Revisiting double taxation treaties with Malaysia, the UAE and Turkey.
The Ministry of Finance has started to review tax treaties on the avoidance of double taxation with friendly countries. The agreements with Malaysia, the UAE and Turkey are currently planned to be amended in case corporate income tax is introduced in these states.
For example, the Arab Emirates has announced the establishment of a corporate income tax with a rate of 9% from 1 June 2023. The exception will be small businesses, for which the tax rate will remain zero.
The renegotiation of these agreements will increase the attractiveness of investments and improve mutually beneficial cooperation between the states by negotiating favourable tax rates. At the moment, the agreements with the countries mentioned above have a rather high tax rate. The tax rate with Turkey is set at 10/10/10 (dividends/interest/royalty), with Malaysia the rate is 15% for dividends and interest and 10% to 15% for royalties.
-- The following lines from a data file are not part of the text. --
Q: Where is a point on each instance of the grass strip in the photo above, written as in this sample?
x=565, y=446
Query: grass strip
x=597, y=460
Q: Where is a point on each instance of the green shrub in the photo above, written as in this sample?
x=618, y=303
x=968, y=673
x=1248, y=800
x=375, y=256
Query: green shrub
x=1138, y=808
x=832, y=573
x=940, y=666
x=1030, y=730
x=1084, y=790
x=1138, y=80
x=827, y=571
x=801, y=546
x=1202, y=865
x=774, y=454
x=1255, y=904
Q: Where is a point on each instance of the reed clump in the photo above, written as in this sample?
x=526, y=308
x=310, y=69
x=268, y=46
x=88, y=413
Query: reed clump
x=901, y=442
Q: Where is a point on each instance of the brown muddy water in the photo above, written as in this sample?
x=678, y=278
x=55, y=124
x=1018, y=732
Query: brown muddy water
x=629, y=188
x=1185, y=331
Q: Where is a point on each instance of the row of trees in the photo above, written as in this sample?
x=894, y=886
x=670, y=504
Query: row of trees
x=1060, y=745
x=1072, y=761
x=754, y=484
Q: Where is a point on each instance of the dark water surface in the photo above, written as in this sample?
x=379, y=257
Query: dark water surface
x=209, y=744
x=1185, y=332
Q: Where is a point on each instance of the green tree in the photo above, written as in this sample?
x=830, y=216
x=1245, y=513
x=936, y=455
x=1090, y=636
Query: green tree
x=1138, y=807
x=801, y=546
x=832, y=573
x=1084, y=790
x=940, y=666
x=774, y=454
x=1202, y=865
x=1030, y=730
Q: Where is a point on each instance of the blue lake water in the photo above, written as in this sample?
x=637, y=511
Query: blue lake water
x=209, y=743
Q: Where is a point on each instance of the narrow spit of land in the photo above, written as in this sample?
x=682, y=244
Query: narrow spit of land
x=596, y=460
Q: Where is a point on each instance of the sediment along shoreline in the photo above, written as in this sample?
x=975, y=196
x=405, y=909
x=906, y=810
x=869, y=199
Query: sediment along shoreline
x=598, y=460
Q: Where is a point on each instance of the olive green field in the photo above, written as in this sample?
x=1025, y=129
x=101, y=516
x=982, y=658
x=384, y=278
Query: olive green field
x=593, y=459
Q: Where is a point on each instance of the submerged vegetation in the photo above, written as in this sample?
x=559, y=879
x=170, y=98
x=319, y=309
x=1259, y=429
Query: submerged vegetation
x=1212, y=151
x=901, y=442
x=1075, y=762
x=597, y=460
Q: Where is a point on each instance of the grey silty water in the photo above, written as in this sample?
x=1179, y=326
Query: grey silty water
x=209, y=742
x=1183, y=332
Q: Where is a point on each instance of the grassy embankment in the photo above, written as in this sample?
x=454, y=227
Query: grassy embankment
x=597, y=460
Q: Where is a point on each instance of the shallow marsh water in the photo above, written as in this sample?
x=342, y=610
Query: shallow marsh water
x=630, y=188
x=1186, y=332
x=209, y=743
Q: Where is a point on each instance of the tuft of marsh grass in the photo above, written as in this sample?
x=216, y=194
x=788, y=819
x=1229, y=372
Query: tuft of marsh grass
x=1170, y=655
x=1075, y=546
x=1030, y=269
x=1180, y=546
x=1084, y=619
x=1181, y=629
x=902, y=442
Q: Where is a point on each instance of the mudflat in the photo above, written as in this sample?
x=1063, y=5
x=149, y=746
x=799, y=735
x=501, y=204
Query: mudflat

A peculiarity of the agreements with these countries is that tax exemptions are provided only for governments, central banks and financial institutions under their control. It can be assumed that such exemptions will also be granted to private businesses in the future. In particular, such an easing would make the UAE an extremely attractive country for starting and doing business.
Going forward, agreements with other countries should also be reviewed. Many companies are now resorting to setting up intermediary entities in other jurisdictions to optimise tax costs. A renegotiation of the agreements would, in terms of lower tax rates, avoid such difficulties and allow direct investment.